Wendy Bolton took lead as president. “I am a founding member of the Coastal Bryan Tree Foundation,” Bolton said. “But I have never been on a committee starting from scratch.”
She admitted it was harder to start a 501(c) 3 nonprofit organization than she imagined. “We began with petitions to gauge the community’s interest and within a couple of months, we had 1,500 signatures,” she said.
“It’s definitely been a team effort,” vice president Jane Honnor said. Honnor runs local PawParazzi Pet Boutique and said she was lucky to be able to use her store as a base to build support.
“When people stopped in, I would ask them to sign the petition and ask for donations for the fundraiser,” Honnor said. “But this is just the beginning for us.
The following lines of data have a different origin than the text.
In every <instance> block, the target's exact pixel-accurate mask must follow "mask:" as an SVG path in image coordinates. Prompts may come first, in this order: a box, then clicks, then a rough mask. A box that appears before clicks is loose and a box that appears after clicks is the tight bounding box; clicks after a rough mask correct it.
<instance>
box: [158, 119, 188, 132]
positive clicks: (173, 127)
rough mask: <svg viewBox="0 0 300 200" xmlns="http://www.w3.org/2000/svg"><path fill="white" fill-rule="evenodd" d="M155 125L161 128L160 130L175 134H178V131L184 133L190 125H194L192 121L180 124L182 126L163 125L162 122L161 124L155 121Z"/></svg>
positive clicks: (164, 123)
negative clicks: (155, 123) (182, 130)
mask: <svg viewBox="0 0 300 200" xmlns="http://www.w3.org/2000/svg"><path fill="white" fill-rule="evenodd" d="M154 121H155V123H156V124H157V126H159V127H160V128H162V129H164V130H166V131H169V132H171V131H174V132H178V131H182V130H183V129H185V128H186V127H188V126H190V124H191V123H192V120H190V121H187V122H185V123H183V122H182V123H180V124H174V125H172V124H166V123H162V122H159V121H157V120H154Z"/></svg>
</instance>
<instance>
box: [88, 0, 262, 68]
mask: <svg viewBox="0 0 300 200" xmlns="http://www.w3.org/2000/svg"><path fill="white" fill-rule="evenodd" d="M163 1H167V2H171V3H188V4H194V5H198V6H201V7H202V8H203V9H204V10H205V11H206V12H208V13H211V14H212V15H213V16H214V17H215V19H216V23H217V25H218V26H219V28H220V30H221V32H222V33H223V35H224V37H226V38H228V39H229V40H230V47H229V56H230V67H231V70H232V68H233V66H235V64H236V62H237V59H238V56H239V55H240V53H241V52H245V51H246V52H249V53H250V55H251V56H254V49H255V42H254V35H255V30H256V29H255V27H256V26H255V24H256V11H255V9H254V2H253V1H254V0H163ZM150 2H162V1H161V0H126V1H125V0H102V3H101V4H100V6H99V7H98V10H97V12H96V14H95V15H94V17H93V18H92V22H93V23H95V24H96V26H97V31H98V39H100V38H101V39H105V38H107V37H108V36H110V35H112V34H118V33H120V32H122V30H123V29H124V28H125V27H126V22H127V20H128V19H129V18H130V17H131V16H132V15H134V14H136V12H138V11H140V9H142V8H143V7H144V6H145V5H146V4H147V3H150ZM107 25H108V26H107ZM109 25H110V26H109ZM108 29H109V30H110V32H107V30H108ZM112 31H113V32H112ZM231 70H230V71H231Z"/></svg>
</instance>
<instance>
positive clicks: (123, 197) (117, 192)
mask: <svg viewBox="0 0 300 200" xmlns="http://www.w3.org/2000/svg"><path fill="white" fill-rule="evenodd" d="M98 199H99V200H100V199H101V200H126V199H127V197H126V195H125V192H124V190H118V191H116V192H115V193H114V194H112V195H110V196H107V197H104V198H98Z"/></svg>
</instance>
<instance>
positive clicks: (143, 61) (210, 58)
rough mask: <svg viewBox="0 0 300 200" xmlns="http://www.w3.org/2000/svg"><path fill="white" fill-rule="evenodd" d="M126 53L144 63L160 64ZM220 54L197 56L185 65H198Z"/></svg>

We will have many more fundraisers in the future.”
Each member of the Bryan County Dog Park committee brings unique expertise to the group. Secretary Lesley Francis “is a public relations guru and has been great to promote the fundraiser through all the media outlets,” Honnor said.
Karen Stack, the group’s treasurer, brings years of experience working with non-profits to the group. Marketing specialist, Jean Iaderosa, and attorney, Aimee Harris, recently added their skills to the mix and joined the group as board members.
But don’t dismiss this group of ladies as simple dog lovers who wanted to get a few close friends together for a wine and cheese party on the river. Their determination and tenacity to bring this project to reality has impressed many longtime business leaders, including the chairman of the Bryan County Board of Commissioners, Jimmy Burnsed.
Burnsed donned his casual attire and came out to the fundraiser Thursday night to make the formal presentation of the donated land.
“In April, we offered the Bryan County Bark Park 1.5-acres of land,” Burnsed said. “We will run the water to the park and keep the grass cut, but the park committee is responsible for putting at least $10,000 in the bank to start the project.”
Burnsed’s serious presentation took a more playful tone and he looked over at Bolton and laughed. “These ladies are so committed to getting this done that I fully believe the park will be open before the end of the year,” he said.
While many folks believe the $10,000 is the ultimate goal, Bolton and Honnor both stressed that those funds are just the beginning.
“Everything will have to be done in stages,” Bolton added. “You can’t have a dog park without a fence, so our first goal is to pay for the fencing.”
Honnor added that fencing is the biggest expense. “The cost for chain link fence for 1.5-acres is very high, so we may just fence in half the area and then do the rest in stages as we raise more funds,” Honnor explained.
While the opening day of the dog park is uncertain, it is clear these ladies know what it takes to raise money and support.
The wine and cheese fundraiser capped the evening with the live and silent auction, and everyone seemed to get swept up in the spirit of giving. Lesley Francis announced the donations and the fundraiser netted just over $10,000, so fencing for the dog park can begin.
“The outreach of support from everyone has been amazing,” Bolton said.